Die Vorsorgevollmacht als Instrument der Erbschleicherei?

Wer ist Fachanwalt und wer ist „Spezialist“?
27.09.2017339 Mal gelesen
Wer eine Vollmacht erteilt sollte die Missbrauchsrisiken kennen und sich vor Erbschleicherei schützen

Vorsorgevollmachten sind grundsätzlich eine gute Sache. Gerät man einmal in die Situation, dass man aufgrund einer Krankheit oder eines Unfalls nicht mehr selbst Entscheidungen treffen kann, übernimmt der Bevollmächtigte. Ohne eine solche Vollmacht müsste ein Gericht einen gesetzlichen Betreuer bestellen.

Das ist dann aber unter Umständen nicht die Person, die der Betroffene ausgewählt hätte - vielleicht sogar ein Berufsbetreuer, der gar keinen persönlichen Bezug zum Betreuten hat. Außerdem unterliegt der Betreuer der Aufsicht des Gerichts. Das kann man einer Vertrauensperson (z.B. Ehegatte oder Kind) durch eine Vorsorgevollmacht ersparen.

Missbrauchsrisiko einer Vollmacht

Allerdings birgt eine Vorsorgevollmacht auch Risiken. Damit sie in der Praxis tatsächlich angewendet werden kann, darf sie möglichst keine Einschränkungen haben, also zum Beispiel nicht erst dann wirksam sein, wenn der Vollmachtgeber tatsächlich nicht mehr selbst entscheiden kann. Diese Bedingung wäre nämlich im Geschäftsverkehr kaum nachweisbar.

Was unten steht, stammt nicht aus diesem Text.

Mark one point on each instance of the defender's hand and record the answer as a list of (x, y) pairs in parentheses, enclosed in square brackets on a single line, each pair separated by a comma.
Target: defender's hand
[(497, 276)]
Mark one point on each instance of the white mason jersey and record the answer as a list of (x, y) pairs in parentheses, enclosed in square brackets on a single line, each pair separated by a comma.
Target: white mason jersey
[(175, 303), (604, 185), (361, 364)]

Aus diesem Grund besteht bei der Vollmacht stets die Gefahr des Missbrauchs. Diese Gefahr realisiert sich dann, wenn sogenannte Erbschleicher als Bevollmächtigte eingesetzt werden. Bei der Erbschleicherei gewinnen Personen, die meist nicht aus dem unmittelbaren familiären Umfeld oder Freundeskreis des Betroffenen stammen, durch Manipulation das Vertrauen meist älterer Menschen. Gleichzeitig versuchen sie ein Abhängigkeitsverhältnis zu schaffen und dieses für sich zu nutzen. Erbschleicher veranlassen Erblasser dazu, sie im Testament einzusetzen. Darüber hinaus versuchen Sie auch lebzeitige Verfügungen zu veranlassen.

Der Erbschleicher mit der Vollmacht

So können Bevollmächtigte zum Beispiel versuchen, schrittweise Vermögen, zum Beispiel Bankguthaben auf sich selbst zu übertragen. Außerdem können Erbschleicher eine Bevollmächtigung dafür nutzen, einen Erblasser aus dem Umfeld seiner Angehörigen zu entfernen - als Vorbereitungshandlung für ein manipuliertes Testament.

Allerdings ermöglicht es eine Vorsorgevollmacht dem Bevollmächtigen niemals, das Testament stellvertretend für den Vollmachtgeber zu schreiben. Ein Testament ist eine höchstpersönliche Handlung bei der eine Stellvertretung nicht zulässig ist.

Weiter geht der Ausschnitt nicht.